评分: 1置信度: 52024-11-04

The authors propose CBM-zero, a variant of CBM that utilizes a learnable matrix to map features from a bottleneck layer to concept representations. The matrix is ensured to be invertible and is subsequently utilized to map the concept representations back to the latent space and reuse the original classification layer to perform the prediction. In addition, the authors have utilized augmented CLIP scores as concept annotations and have also proposed the factuality metric to judge performance.

优点

The paper has a good experimental section.
The metric of Factuality might be useful.

缺点

Wrong understanding of CBMs: In my opinion, the authors have misunderstood the intention of proposing CBMs. CBMs are not merely concept-mappers but should support both concept-predictions and $interventions$ - i.e. changing a wrong concept value should "fix" or "correct" the prediction. Please note that all papers cited by your work [1,2,3] have dedicated sections for concept interventions (usually the last section) while CBM-zero does not. Without an intervention result, any CBM architecture is useless and is just a multi-task network with a prediction head and a concept head.
Lack of coherence across concept sets: Authors utilize [1,2,3] as baselines to compare their approach. However, all these approaches use vastly different concept sets and there is no common methodology to generate concepts - making comparisons meaningless. One way to properly compare the results is to use the same concept generation methodology and utilize similar concepts to measure their influence/contribution, etc. In addition, there should be a concept-error (performance) metric [Refer to the CBM paper] for a more fair evaluation. In its current state, the methodology's efficacy is not established. If the authors feel the concept set's performance is truly remarkable - a human study should also be conducted.
No loss of performance is a bug, not a feature: As I mentioned before, without a similar concept set comparison to other approaches is not meaningful. As the concepts are themselves not evaluated to be meaningful, there is no surprise the performance of a black box approach and CBM-zero is the same.

(Suggestions - you are welcome to follow these or not)

The work is wrongly positioned between post-hoc and interpretable-by-design CBM approaches. In my opinion, the work should be in the latter category and only compared against LF and LaBo approaches.
Concept-set standardization: Please only use either GPT-generated concepts or ConceptNet concepts in your evaluation. If necessary two separate evaluations can be done to ascertain which approach works better.

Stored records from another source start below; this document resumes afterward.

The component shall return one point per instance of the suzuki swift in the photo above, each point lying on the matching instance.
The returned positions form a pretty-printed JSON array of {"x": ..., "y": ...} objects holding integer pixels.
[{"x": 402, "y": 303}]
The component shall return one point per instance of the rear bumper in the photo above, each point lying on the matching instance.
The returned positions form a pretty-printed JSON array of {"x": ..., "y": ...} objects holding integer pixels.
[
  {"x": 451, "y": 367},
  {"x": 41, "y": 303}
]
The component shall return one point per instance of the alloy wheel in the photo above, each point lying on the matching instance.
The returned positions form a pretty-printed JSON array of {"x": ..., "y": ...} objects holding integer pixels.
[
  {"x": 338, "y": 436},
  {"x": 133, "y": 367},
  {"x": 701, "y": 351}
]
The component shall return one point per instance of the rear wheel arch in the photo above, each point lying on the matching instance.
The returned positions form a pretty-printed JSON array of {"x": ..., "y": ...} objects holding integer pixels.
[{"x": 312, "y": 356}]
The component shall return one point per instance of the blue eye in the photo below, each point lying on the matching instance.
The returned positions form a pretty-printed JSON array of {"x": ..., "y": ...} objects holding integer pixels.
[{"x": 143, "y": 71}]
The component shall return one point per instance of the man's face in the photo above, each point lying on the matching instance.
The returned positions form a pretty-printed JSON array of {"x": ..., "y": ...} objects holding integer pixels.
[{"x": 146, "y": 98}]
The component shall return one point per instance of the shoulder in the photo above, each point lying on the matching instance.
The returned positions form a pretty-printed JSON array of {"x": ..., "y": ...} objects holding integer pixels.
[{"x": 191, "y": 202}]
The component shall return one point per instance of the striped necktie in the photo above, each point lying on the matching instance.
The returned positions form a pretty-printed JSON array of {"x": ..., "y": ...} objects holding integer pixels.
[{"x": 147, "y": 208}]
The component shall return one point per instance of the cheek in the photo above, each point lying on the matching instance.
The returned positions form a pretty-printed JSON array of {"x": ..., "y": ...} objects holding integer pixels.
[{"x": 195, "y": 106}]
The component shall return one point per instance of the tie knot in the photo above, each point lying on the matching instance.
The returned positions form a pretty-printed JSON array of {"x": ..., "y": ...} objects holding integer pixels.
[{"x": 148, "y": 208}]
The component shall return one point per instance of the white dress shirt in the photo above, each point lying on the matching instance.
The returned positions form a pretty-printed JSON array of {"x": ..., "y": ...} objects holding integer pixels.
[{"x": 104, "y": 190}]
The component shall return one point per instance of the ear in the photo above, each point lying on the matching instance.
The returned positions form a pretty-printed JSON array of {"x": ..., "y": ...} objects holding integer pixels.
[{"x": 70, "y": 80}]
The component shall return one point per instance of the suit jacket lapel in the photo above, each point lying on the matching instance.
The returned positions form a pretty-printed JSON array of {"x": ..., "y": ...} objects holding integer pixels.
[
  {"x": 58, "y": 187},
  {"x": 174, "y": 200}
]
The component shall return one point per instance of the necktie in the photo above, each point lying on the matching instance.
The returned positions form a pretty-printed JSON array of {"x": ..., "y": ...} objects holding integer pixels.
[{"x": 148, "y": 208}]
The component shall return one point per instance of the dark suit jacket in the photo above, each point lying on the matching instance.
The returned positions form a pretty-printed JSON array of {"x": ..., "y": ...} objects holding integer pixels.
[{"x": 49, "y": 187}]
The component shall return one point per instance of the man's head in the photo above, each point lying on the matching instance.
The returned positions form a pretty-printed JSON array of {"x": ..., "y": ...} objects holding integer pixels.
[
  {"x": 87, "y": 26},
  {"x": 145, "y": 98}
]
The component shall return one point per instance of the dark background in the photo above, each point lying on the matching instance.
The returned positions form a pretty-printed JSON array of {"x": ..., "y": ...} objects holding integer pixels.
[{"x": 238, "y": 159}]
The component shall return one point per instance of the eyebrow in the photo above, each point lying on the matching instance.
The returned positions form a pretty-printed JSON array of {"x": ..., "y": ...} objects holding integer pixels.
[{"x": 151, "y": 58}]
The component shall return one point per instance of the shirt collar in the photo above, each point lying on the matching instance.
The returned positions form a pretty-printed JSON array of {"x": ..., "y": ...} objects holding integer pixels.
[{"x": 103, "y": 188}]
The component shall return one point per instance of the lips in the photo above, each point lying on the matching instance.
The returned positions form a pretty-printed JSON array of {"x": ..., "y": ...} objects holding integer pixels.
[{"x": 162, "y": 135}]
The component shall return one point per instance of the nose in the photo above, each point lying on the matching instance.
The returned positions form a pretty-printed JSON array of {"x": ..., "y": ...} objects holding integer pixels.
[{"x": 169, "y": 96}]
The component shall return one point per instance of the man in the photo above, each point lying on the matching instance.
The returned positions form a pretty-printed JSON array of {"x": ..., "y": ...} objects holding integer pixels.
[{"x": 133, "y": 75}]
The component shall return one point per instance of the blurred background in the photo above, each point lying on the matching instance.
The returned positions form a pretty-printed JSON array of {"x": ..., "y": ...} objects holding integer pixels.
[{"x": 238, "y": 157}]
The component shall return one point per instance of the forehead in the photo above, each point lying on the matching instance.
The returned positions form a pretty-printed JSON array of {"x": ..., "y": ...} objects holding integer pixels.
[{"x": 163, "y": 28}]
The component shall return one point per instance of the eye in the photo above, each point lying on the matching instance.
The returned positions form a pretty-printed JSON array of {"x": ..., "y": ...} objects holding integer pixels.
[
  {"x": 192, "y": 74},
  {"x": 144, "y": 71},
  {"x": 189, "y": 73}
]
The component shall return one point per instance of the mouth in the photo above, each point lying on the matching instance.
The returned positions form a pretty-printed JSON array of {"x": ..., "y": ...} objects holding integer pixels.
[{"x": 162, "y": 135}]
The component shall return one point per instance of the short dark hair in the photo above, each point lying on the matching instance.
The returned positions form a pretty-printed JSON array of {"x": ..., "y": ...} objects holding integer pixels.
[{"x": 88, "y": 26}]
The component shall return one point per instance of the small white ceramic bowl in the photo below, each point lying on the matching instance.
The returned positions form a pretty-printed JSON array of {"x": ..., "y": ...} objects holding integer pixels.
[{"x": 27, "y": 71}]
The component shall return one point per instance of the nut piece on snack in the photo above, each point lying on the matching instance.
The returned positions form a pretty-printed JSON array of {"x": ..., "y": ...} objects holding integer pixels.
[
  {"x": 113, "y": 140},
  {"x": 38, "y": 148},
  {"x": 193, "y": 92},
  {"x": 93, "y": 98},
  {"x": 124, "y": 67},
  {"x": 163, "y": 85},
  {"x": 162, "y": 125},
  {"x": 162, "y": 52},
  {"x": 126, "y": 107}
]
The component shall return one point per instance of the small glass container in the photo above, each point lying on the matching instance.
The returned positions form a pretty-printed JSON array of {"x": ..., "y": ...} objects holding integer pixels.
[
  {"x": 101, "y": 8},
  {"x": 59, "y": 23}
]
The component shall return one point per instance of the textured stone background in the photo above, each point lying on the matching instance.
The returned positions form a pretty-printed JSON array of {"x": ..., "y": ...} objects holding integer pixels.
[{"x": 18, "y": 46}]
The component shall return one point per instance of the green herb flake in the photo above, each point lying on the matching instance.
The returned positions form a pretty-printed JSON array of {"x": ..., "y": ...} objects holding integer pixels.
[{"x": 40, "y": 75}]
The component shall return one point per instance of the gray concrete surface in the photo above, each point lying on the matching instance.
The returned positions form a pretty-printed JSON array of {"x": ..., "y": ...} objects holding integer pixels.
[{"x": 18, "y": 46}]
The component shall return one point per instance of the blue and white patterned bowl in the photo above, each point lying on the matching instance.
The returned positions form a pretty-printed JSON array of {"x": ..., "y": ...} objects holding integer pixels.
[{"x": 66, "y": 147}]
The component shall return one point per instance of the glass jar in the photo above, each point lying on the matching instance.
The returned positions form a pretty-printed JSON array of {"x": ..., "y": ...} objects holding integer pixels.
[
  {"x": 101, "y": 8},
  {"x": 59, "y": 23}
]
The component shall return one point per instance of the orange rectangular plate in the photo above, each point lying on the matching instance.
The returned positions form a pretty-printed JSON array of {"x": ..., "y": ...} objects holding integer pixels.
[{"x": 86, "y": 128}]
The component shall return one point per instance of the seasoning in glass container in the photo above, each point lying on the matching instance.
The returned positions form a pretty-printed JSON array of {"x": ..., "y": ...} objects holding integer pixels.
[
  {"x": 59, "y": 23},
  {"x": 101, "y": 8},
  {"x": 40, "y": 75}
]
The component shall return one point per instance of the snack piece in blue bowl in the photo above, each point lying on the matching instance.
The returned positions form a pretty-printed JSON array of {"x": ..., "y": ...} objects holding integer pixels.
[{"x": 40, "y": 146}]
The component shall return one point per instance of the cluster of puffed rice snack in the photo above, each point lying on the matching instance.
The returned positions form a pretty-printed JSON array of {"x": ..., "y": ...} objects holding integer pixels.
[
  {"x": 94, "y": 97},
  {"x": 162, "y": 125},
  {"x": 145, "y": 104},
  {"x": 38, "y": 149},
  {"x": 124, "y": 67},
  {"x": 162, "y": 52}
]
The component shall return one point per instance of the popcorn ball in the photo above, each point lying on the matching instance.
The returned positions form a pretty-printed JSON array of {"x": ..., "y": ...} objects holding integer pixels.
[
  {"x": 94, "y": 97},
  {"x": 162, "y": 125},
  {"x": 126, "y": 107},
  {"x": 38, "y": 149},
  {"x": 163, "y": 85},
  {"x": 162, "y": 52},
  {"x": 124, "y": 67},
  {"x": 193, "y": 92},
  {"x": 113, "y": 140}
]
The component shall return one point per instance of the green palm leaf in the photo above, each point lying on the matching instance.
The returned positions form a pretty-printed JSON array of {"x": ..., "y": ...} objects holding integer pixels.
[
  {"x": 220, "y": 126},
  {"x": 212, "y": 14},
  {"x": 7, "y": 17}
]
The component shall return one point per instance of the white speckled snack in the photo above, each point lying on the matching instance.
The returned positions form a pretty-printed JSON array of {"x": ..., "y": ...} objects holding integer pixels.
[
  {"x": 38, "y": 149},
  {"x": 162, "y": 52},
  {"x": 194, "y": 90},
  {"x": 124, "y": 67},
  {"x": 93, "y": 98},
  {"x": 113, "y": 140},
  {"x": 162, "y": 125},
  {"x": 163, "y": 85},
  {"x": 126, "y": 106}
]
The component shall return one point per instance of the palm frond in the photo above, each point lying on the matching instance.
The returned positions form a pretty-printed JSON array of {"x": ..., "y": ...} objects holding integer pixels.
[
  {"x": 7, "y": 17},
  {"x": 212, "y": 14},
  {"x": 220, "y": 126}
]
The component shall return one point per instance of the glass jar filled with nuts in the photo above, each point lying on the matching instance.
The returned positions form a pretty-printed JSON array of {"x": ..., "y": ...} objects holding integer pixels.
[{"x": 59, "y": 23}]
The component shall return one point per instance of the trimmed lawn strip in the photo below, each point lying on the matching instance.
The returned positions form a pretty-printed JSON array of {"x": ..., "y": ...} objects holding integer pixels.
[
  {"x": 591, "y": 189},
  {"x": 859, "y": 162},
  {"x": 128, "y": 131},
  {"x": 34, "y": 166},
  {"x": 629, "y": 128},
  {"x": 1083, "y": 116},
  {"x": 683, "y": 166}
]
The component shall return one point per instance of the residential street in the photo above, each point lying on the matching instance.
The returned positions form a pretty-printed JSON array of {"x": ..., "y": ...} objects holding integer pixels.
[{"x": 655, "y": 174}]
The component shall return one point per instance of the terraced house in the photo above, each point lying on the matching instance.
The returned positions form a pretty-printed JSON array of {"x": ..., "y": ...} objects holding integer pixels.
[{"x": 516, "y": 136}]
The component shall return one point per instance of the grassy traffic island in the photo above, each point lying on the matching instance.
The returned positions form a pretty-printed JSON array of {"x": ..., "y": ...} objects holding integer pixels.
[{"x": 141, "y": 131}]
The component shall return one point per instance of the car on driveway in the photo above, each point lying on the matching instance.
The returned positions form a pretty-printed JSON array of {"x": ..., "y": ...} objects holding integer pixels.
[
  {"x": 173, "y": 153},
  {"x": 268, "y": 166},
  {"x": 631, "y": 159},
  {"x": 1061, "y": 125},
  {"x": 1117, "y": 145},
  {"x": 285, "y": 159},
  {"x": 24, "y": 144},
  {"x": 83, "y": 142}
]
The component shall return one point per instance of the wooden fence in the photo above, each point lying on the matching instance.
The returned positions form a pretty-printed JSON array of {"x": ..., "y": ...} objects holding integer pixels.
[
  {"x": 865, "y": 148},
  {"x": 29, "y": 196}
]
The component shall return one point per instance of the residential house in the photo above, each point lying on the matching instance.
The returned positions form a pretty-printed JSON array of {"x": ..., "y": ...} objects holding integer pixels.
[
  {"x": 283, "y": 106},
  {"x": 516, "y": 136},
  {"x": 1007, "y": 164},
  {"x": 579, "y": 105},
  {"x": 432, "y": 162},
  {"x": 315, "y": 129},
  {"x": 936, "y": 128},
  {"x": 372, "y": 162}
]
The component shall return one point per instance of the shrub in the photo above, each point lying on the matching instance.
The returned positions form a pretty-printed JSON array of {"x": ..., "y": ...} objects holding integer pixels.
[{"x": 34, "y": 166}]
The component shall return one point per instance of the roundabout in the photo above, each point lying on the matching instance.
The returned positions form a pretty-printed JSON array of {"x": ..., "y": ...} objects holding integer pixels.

[1] Post-hoc CBMs, ICLR 23

[2] Label-free CBMs, ICLR 23

[3] Language in a Bottle, CVPR 23

问题

See Weakness.

评论- Authors' response to Reviewer Ccrw

2024-11-28

Reply to [Weakness 1]: We agree that intervention is an important and appealing feature of CBMs. The proposed CBM-zero also supports intervention, as we can fix the values in $Wf(x)+h$ to intervene on and improve the black-box model. We will include experiments to demonstrate its intervention ability. However, we do not agree with the reviewer that CBMs without intervention are useless. CBMs (even without intervention) provide high-level interpretations for the prediction, which can inform model debugging. Finally, note that [3] does not include any intervention experiments.
Reply to [Weakness 2&3]: Indeed, we use the same concept set when comparing different approaches on each individual dataset, as we clearly stated in line 353, ``All methods use the same concept bank per dataset''. We used different concept-generation strategies for different datasets to account for task-specific differences. Some datasets (awa2, cub) have concept annotations and ground truth with them, and others do not. Some datasets are general classification tasks with common class names (CIFAR10, CIFAR100) that are included in ConceptNet, but others are fine-grained tasks with specific names (Food101). We thank the suggestion to add a concept-error metric for a more comprehensive evaluation.

撤稿通知

2024-12-03

We thank the reviewer's time and effort in reviewing this paper, and those constructive comments and suggestions. We have decided to withdraw it for more thorough improvements.